Plain JSON is strict: no comments, no trailing commas, no unquoted keys. Two relaxed supersets show up constantly:

  • JSON5 — allows comments, trailing commas, unquoted keys, and single quotes. Popular in build configs.
  • JSONC — "JSON with Comments", used by tsconfig.json and VS Code settings.

If your input has // comments or a trailing comma, a strict JSON formatter will reject it. Strip the comments first, or use a JSON5-aware parser.

Common Validation Errors

These are the failures a formatter catches most often:

  • Trailing comma"a": 1, } is invalid in strict JSON.
  • Single quotes — JSON requires double quotes around keys and string values.
  • Unquoted keys{ name: "x" } must be { "name": "x" }.
  • Comments// and /* */ are not allowed in strict JSON.
  • Wrong literal case — it is true/false/null, never True/None.
  • Duplicate keys — technically parseable, but ambiguous; many parsers keep the last.

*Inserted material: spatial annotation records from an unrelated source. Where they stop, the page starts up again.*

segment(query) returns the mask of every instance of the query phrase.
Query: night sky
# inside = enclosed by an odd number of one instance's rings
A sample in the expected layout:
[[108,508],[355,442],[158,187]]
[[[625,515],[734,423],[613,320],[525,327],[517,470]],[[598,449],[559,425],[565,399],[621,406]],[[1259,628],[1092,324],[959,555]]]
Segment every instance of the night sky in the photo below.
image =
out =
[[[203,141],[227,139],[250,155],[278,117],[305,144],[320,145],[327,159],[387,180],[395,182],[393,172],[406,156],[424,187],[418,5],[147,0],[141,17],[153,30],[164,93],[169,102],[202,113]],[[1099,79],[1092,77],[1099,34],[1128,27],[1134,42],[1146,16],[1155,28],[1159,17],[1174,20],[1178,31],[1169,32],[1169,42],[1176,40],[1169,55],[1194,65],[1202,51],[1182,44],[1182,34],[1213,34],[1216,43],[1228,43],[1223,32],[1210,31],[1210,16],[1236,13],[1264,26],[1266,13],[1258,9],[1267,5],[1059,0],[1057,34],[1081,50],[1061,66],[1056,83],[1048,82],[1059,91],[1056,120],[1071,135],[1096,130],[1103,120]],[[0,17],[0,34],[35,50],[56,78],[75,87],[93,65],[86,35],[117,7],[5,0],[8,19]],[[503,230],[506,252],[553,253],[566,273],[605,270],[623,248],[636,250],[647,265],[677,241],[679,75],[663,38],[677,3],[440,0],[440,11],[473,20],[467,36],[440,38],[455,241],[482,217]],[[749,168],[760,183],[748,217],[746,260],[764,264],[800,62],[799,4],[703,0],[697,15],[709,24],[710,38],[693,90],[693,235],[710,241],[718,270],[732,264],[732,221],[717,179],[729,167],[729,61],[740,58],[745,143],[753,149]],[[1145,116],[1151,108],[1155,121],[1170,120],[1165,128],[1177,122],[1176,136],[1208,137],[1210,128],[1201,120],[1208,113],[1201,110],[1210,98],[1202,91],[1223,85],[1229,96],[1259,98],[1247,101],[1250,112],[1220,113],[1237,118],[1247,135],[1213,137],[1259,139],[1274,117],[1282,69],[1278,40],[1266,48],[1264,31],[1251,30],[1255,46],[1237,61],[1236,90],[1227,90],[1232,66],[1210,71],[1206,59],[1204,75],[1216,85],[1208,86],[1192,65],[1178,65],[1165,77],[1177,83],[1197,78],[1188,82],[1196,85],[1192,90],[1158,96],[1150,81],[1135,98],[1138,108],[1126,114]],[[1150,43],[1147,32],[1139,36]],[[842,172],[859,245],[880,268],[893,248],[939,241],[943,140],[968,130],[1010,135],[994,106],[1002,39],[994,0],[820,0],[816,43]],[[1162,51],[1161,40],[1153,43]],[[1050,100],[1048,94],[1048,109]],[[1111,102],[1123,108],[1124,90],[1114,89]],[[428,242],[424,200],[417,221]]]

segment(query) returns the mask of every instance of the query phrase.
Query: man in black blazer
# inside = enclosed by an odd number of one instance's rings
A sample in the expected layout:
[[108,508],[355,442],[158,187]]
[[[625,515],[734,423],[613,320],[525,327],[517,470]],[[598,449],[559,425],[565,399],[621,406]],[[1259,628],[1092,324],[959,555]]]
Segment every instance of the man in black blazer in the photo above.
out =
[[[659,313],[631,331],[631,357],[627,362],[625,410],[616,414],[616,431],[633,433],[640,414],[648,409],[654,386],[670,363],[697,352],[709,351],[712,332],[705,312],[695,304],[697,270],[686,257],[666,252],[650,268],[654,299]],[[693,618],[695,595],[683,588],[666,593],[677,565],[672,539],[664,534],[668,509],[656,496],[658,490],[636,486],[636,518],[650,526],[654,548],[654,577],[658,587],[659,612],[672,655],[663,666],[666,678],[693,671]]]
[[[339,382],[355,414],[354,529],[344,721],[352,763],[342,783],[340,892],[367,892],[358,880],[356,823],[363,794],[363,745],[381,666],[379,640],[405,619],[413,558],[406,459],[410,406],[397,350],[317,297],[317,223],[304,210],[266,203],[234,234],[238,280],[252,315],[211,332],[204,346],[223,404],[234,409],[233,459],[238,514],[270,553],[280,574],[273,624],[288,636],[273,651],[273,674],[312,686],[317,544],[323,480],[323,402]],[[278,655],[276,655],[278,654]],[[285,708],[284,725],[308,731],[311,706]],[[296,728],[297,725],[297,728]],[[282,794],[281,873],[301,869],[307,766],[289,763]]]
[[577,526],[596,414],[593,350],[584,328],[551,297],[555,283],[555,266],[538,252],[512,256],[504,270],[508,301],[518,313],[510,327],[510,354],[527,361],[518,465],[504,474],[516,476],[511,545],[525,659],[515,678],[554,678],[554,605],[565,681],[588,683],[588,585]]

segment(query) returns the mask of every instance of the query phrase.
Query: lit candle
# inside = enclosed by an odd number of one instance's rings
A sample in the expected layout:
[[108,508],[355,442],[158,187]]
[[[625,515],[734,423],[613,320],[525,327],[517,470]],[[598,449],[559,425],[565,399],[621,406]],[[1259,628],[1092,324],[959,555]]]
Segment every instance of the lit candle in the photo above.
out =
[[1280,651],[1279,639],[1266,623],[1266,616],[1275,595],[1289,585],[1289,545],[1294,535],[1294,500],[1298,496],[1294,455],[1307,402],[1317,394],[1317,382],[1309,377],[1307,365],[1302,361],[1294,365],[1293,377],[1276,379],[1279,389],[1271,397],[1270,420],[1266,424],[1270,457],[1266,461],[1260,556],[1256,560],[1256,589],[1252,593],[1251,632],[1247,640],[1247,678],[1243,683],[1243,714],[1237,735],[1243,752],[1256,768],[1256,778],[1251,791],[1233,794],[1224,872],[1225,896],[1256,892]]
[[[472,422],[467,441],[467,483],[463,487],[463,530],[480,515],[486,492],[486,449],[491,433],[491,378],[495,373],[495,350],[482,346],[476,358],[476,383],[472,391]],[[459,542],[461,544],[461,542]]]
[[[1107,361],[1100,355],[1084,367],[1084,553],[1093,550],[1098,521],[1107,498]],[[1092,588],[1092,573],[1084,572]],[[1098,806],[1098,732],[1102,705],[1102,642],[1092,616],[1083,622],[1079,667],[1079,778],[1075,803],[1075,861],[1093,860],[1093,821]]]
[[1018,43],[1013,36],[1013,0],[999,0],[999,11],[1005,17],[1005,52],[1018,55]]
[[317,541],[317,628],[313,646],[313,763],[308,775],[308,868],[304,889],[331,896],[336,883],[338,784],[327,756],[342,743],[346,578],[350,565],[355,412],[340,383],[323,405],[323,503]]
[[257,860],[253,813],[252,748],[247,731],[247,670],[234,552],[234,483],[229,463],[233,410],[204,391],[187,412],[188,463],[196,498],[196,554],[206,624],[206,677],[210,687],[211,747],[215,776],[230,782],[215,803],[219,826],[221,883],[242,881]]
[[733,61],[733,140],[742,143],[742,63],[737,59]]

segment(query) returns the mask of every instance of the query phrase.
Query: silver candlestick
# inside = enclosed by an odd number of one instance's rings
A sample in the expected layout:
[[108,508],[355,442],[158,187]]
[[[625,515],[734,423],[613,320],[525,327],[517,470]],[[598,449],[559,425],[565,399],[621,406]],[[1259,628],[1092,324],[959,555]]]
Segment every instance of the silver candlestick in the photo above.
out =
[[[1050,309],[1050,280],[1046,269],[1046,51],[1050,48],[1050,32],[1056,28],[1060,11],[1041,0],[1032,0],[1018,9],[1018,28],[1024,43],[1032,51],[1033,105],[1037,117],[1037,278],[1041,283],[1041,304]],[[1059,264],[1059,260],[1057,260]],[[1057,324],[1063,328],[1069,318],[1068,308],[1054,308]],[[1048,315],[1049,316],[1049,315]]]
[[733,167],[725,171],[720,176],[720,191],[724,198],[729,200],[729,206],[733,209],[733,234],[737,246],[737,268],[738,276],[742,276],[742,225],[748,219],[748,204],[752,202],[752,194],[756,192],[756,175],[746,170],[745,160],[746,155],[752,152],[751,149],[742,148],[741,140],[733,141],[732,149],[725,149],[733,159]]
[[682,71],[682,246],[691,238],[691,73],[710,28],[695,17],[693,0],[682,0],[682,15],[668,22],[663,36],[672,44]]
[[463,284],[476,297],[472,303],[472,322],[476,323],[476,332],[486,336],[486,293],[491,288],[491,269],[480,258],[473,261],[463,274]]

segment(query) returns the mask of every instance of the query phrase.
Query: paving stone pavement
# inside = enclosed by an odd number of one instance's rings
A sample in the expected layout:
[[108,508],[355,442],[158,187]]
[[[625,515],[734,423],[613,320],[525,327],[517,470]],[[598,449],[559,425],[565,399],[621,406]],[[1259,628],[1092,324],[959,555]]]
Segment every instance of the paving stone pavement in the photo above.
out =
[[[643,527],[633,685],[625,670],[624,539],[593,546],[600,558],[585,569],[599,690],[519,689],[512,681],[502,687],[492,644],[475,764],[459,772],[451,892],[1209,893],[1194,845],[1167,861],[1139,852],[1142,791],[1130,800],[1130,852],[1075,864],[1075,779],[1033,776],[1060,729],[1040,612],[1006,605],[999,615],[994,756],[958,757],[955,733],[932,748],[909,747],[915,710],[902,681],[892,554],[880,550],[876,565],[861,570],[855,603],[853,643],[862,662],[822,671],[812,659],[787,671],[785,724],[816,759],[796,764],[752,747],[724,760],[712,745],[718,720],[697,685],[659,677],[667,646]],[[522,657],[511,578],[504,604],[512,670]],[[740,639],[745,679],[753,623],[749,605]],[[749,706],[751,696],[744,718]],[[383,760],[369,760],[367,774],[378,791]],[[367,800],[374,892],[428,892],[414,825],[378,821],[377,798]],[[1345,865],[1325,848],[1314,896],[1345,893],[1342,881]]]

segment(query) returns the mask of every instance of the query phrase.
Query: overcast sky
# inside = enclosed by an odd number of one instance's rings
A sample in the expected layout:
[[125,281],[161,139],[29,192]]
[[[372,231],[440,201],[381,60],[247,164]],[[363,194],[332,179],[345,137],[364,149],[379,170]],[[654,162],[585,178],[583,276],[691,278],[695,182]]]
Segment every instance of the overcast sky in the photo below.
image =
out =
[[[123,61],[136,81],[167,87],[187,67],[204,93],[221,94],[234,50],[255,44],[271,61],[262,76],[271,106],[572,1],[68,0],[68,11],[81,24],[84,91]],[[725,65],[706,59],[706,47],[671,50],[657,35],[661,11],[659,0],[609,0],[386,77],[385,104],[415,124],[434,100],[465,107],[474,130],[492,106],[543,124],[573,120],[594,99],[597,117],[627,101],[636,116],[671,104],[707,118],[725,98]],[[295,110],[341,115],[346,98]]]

When validation fails, read the error position. "Unexpected token at line 12" almost always means a missing comma, an unclosed brace, or a stray character just before that line.

Sorting Keys

Sorted keys make JSON deterministic. This matters for:

  • Cache keys — two objects with the same data but different key order produce different hashes.
  • Code review — alphabetical order makes it easy to spot what actually changed.
  • Config drift detection — sorted output diffs cleanly between environments.
{ "b": 2, "a": 1 }   →   { "a": 1, "b": 2 }

Code Examples

JavaScript

// Pretty-print
JSON.stringify(data, null, 2);

// Minify
JSON.stringify(data);

// Detect invalid JSON
try {
  JSON.parse(input);
} catch (e) {
  console.error("Invalid JSON:", e.message);
}

Python

import json

# Pretty-print
print(json.dumps(data, indent=2, sort_keys=True))

# Minify
print(json.dumps(data, separators=(",", ":")))

# Validate
try:
    json.loads(input)
except json.JSONDecodeError as e:
    print("Invalid JSON:", e)

Both runtimes use the same grammar, so a string valid in one is valid in the other.

Related Tools

When to Use a Formatter Instead of Code

You can pipe through jq or write a script, but a browser formatter wins when you just received a blob of JSON in a chat, a log, or a response body and want to read it now — no install, no clipboard of secrets sent to a server. For repeatable pipelines, keep the script; for ad-hoc inspection, use the tool.